What we learnt from laboratory studies, and continue to learn from the sophisticated instrumentation now being applied in field studies, is that swimming animals travel on the cheap. Some, especially penguins, have near-perfect hydrodynamic bodies that reduce drag to a minimum. Divers often get a free ride when gliding during descent and ascent or when in a burst-and-glide mode. In short, research since the 1970s confirms what Schmidt-Nielsen (Schmidt-Nielsen, 1972) speculated about in his review paper: that swimming is the most economical means of locomotion.

From the 1990s to the present there has been a move away from studying how marine animals swim in the laboratory to field work on free-ranging, wild animals. With the development and use of microprocessors imbedded in submersible dive recorders in the late 1980s, it has become possible to measure a host of variables similar to what Prange and Schmidt-Nielsen did with their ducks in the water flume or treadmill. Today, these instruments are attached to penguins, seals and even the largest of whales, ranging hundreds of miles out to sea and diving to depths of thousands of metres. Perhaps the capstone of this steady flow of papers is a recently published report that Schmidt-Nielsen would have dearly appreciated because of his own research on scaling. Based on numerous measurements from complex submersible recorders, called bio-loggers, that were attached to a variety of penguins, Katsufumi Sato has scaled swim variables to body mass and shown a relationship to minimum cost of transport (Sato et al., 2009).

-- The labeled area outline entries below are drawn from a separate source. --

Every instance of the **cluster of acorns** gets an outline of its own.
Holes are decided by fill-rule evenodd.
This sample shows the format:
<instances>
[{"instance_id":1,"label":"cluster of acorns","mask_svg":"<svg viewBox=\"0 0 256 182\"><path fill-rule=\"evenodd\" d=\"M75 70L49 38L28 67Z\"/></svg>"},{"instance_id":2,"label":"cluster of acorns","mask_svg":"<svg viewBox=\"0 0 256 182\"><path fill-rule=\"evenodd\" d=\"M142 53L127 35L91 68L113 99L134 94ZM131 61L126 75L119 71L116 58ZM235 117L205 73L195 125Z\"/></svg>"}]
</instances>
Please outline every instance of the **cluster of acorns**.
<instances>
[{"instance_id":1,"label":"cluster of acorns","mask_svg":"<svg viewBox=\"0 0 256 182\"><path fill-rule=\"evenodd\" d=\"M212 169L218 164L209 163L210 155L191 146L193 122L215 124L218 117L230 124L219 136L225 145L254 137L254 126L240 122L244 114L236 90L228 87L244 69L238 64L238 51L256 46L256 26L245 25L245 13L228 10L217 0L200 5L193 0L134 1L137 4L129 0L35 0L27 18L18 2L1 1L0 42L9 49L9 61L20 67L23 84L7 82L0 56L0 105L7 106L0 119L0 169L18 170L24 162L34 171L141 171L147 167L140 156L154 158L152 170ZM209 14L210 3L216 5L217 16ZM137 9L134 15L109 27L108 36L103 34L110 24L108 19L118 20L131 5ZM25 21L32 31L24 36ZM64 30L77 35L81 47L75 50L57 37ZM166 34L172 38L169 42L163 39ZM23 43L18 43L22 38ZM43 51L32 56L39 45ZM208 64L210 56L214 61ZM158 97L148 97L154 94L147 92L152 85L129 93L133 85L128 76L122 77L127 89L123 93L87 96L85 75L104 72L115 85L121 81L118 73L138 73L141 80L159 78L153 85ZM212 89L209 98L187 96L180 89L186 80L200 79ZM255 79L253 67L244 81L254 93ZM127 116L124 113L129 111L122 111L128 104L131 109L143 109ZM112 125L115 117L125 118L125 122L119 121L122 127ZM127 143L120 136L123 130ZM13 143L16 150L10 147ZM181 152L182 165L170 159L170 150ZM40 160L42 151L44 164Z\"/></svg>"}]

In summary, the Prange/Schmidt-Nielsen paper was the first in an investigation of locomotion in aquatic tetrapods in what has become an important field of research in comparative physiology. They set a standard for thoroughness in their experiment that is a guide to all investigators conducting such projects. The discipline has evolved from work in the laboratory to the utilisation of bio-loggers for field work in which the variables measured range from time and depth to a Global Positioning System (GPS) for location of the animal on the planet. Furthermore, some investigators go along for the ride, so to speak, capturing a visualisation of what the animal is seeing including a forward-looking camera or ‘Crittercam’ within the device (Davis et al., 1999; Marshall et al., 2007).